How is the single mitotic division elaborated to a double meiotic division?

It is our view that the mitotic cell division program is ancestral and that meiosis (sexual differentiation) evolved from mitotic cell division. If this is true, then studying the differences between the control networks of the relatively simple single mitotic division, and those that enable the more complex, double meiotic divisions should provide fundamental insights into the evolution of complexity.

Our previous research compared the biochemical activities of the Cyclin-dependent kinase Cdk1 and the related kinase Ime2. Cdk1 and Ime2 can phosphorylate the same targets on distinct sites and give the same output control. However, Cdk1-dependent phosphates can be removed by the phosphatase Cdc14, while Ime2-dependent phosphates cannot. This distinct recognition by phosphatases has been useful in the evolution of the double meiotic division because it enables the uncoupling of the DNA replication and spindle replication cycles (see Mol. Cell 2007).

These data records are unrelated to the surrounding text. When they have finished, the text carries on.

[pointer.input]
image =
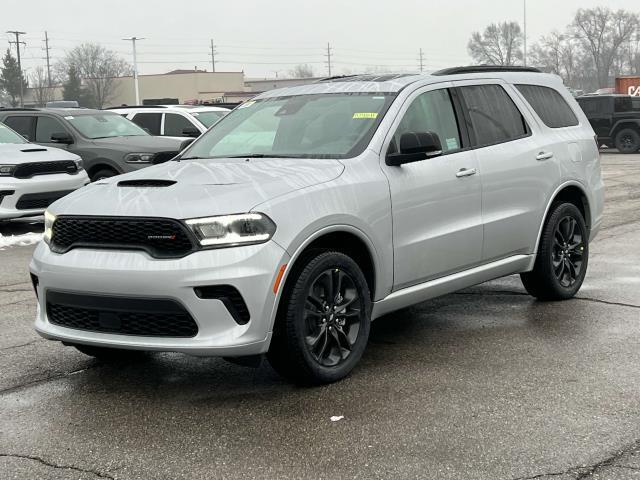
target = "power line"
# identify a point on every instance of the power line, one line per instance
(17, 43)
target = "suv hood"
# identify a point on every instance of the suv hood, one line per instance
(17, 153)
(197, 188)
(143, 143)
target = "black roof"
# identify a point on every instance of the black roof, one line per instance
(484, 69)
(365, 78)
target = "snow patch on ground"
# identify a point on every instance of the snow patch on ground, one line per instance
(19, 240)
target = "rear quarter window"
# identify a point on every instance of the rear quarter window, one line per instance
(550, 106)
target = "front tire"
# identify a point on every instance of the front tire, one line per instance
(628, 141)
(323, 324)
(563, 256)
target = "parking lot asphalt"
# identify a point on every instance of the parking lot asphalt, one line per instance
(482, 384)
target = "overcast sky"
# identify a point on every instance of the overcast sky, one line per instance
(262, 37)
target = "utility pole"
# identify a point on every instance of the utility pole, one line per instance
(328, 55)
(46, 47)
(135, 66)
(525, 32)
(213, 57)
(18, 42)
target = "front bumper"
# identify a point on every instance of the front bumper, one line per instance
(36, 185)
(252, 270)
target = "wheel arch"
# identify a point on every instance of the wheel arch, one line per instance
(570, 192)
(343, 238)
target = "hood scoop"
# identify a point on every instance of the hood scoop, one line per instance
(146, 183)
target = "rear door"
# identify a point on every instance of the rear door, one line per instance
(516, 162)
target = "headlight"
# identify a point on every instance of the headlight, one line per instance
(49, 218)
(232, 230)
(7, 170)
(139, 157)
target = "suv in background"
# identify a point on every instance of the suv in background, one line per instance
(309, 211)
(173, 121)
(615, 119)
(32, 177)
(108, 143)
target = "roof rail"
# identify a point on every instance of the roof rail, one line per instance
(19, 109)
(484, 69)
(137, 106)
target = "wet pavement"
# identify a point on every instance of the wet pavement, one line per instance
(482, 384)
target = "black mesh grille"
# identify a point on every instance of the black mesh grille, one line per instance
(30, 201)
(125, 316)
(160, 237)
(230, 297)
(28, 170)
(163, 157)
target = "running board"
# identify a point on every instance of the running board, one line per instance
(451, 283)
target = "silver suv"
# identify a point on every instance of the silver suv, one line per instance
(309, 211)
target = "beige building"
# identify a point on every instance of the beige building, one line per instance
(178, 86)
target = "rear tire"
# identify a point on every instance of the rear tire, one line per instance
(563, 255)
(323, 323)
(627, 140)
(109, 354)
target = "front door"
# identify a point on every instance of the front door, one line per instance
(436, 203)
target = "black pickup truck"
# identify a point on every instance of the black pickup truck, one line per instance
(615, 119)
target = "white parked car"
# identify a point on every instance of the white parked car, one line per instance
(173, 120)
(33, 176)
(309, 211)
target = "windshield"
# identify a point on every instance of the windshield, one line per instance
(9, 136)
(105, 126)
(338, 125)
(209, 118)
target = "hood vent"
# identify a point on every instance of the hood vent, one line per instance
(149, 183)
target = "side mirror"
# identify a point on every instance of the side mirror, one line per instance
(415, 146)
(62, 137)
(191, 132)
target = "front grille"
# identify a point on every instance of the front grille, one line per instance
(163, 157)
(28, 170)
(160, 237)
(31, 201)
(120, 315)
(230, 297)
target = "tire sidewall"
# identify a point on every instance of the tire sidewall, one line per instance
(295, 316)
(624, 132)
(560, 212)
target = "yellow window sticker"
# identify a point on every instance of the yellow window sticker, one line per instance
(366, 115)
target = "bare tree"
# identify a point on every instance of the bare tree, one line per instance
(301, 71)
(499, 44)
(602, 32)
(98, 67)
(40, 85)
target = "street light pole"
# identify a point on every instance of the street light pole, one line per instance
(135, 67)
(525, 32)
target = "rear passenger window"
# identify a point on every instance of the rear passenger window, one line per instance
(148, 121)
(552, 109)
(22, 125)
(494, 116)
(432, 112)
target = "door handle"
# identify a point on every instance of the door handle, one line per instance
(466, 172)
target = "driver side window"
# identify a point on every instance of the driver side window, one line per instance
(432, 112)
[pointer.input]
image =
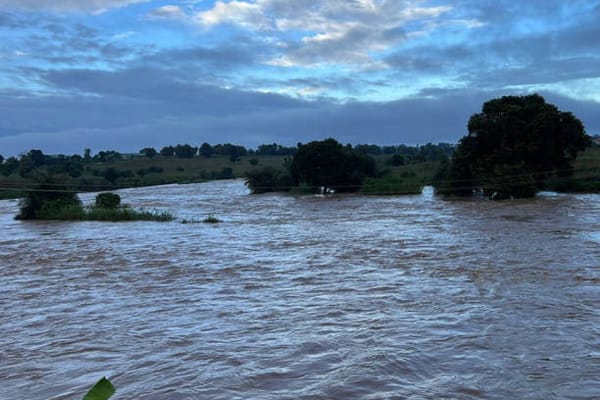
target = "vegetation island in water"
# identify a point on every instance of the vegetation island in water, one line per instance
(515, 147)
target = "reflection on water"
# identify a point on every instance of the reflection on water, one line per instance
(346, 297)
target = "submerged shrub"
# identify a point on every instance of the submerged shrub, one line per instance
(50, 200)
(108, 200)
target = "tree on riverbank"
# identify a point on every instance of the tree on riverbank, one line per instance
(514, 147)
(318, 164)
(328, 164)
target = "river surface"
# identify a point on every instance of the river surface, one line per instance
(305, 297)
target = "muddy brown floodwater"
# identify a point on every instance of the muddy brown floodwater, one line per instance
(305, 297)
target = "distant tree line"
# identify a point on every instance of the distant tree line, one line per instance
(74, 165)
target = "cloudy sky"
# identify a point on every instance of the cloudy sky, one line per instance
(126, 74)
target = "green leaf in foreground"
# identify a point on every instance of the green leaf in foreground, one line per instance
(102, 390)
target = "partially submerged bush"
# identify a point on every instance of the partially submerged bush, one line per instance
(50, 201)
(47, 200)
(108, 200)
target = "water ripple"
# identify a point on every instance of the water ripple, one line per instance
(299, 297)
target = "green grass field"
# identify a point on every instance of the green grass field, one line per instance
(142, 171)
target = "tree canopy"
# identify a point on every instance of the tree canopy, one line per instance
(327, 163)
(514, 146)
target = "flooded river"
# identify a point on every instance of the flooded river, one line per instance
(305, 297)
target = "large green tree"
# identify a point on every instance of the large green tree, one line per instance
(514, 146)
(329, 164)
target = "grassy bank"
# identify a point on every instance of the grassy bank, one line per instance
(140, 171)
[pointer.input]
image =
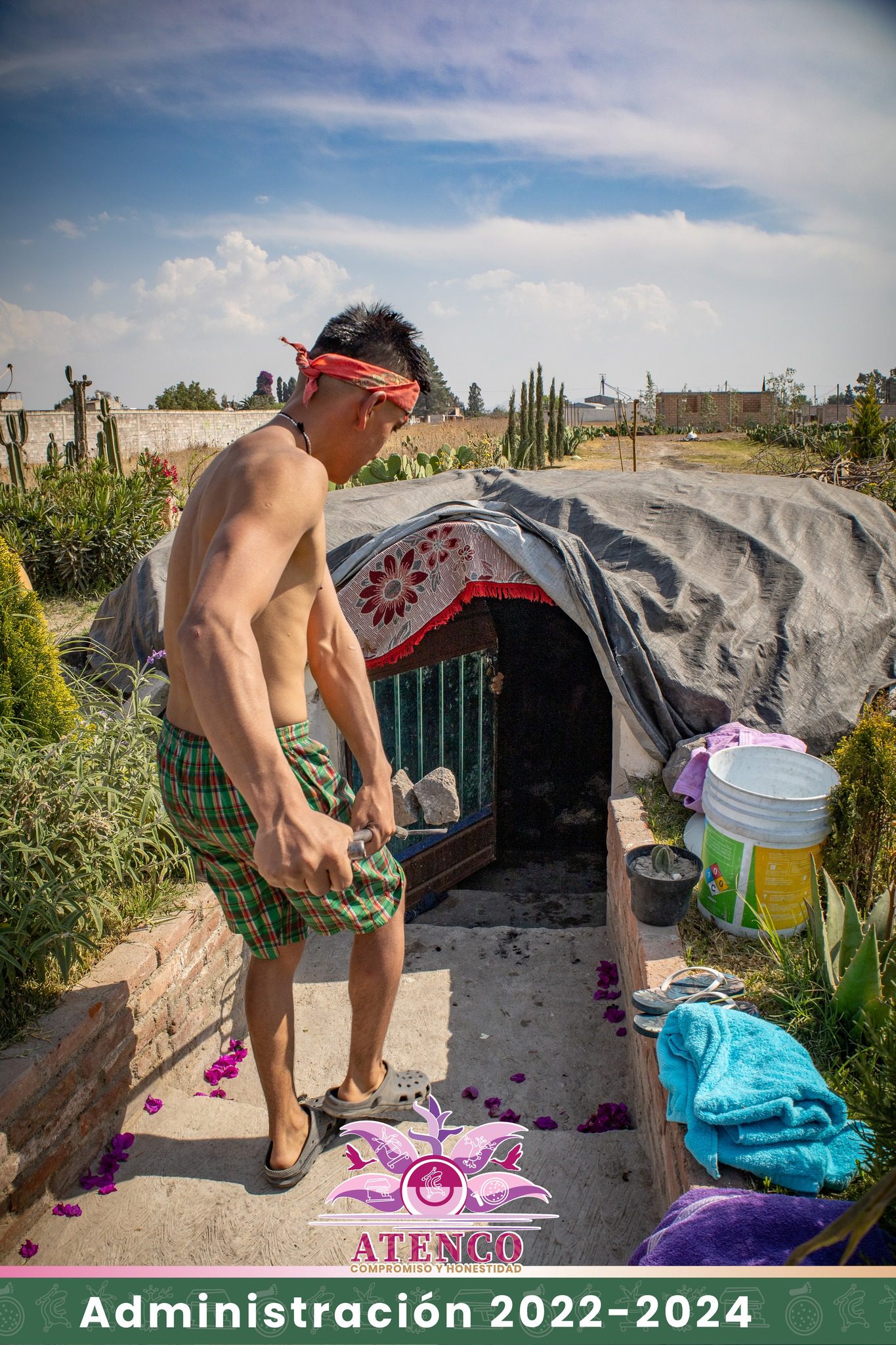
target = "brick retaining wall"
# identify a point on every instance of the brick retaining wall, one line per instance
(163, 997)
(645, 956)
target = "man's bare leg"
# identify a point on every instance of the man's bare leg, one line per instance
(272, 1029)
(373, 974)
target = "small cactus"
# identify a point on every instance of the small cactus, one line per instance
(662, 858)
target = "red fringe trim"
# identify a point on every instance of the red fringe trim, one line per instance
(476, 588)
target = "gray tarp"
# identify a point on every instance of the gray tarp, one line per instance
(706, 596)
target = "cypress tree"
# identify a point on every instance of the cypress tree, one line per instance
(561, 426)
(524, 426)
(511, 435)
(539, 418)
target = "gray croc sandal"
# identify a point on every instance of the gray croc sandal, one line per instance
(398, 1093)
(319, 1132)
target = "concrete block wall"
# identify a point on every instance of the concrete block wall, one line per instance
(159, 1005)
(154, 432)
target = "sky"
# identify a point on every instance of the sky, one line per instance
(702, 190)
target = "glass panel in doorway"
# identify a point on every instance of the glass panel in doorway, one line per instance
(441, 715)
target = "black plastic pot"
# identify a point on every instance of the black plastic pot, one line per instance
(656, 900)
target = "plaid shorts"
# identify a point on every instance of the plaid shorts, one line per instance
(217, 825)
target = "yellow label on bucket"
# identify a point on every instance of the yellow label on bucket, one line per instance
(784, 883)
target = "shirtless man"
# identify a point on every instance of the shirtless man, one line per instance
(249, 603)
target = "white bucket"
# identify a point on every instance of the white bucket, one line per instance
(766, 818)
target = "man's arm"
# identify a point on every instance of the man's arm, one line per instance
(268, 514)
(337, 666)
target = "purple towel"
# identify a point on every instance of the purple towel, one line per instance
(689, 783)
(708, 1227)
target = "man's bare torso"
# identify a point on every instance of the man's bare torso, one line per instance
(281, 630)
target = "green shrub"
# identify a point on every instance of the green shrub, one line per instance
(861, 848)
(33, 692)
(81, 830)
(83, 530)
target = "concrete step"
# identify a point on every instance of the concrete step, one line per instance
(194, 1195)
(477, 908)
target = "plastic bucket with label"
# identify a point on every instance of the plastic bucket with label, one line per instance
(766, 820)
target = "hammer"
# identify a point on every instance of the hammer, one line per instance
(440, 797)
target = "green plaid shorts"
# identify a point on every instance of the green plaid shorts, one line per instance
(217, 825)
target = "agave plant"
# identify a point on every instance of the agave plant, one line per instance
(857, 958)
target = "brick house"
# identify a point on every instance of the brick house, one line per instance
(715, 410)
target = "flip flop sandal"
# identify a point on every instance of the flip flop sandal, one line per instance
(320, 1129)
(651, 1025)
(685, 985)
(398, 1093)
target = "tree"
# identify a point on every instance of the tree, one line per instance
(511, 435)
(475, 404)
(440, 400)
(867, 424)
(183, 397)
(539, 418)
(785, 387)
(649, 401)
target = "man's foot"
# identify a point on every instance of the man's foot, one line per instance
(320, 1128)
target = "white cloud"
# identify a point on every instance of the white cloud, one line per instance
(68, 229)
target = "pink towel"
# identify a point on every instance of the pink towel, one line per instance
(689, 783)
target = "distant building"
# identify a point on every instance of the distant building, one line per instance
(715, 410)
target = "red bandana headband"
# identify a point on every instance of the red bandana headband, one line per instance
(354, 372)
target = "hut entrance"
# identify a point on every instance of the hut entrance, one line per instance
(508, 694)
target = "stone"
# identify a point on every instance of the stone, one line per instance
(679, 761)
(437, 797)
(406, 806)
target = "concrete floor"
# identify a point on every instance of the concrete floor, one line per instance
(492, 988)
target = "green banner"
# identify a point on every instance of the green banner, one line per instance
(440, 1306)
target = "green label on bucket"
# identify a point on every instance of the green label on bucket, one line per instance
(717, 887)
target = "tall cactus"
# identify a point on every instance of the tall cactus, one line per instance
(79, 408)
(14, 441)
(108, 439)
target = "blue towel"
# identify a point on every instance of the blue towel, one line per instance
(725, 1227)
(752, 1098)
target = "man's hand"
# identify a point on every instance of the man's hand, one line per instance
(373, 808)
(304, 850)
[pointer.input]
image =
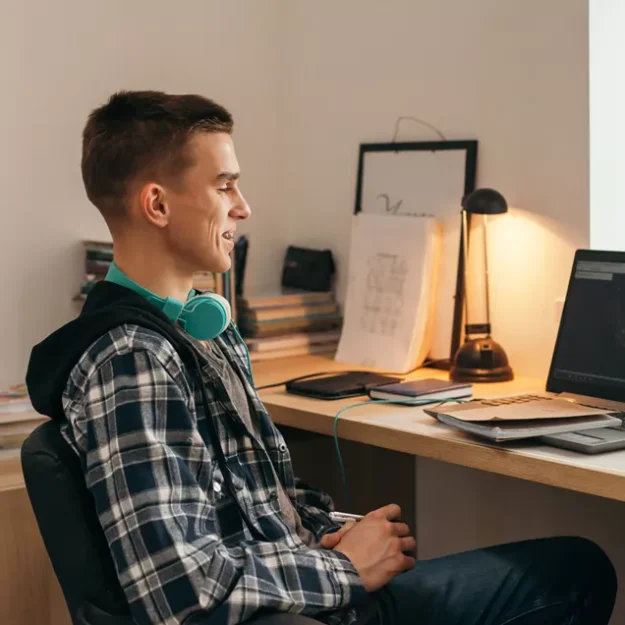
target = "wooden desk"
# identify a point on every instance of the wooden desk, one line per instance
(29, 592)
(410, 430)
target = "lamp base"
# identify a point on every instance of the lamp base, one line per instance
(481, 360)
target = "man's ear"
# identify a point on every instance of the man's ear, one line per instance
(154, 205)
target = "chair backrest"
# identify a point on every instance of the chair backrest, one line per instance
(71, 532)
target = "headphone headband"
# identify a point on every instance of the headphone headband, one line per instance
(203, 316)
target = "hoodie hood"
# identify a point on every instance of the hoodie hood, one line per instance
(107, 306)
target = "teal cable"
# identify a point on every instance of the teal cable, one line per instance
(371, 402)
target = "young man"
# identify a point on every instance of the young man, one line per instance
(192, 483)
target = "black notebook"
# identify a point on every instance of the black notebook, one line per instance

We will build on these studies by further defining the biochemical specificities and in vivo targets of Ime2 and related kinases such as Cdc5. We will use a combination of chemical genetics with quantitative high-throughput mass spectrometry (see Science 2009) to better define kinase and phosphatase targets in vivo. We will use reconstitution of regulation in vitro and perturbations in vivo to understand the importance of phosphoregulation events, with a particular emphaisis on events that are coregulated by Ime2 and Cdk1.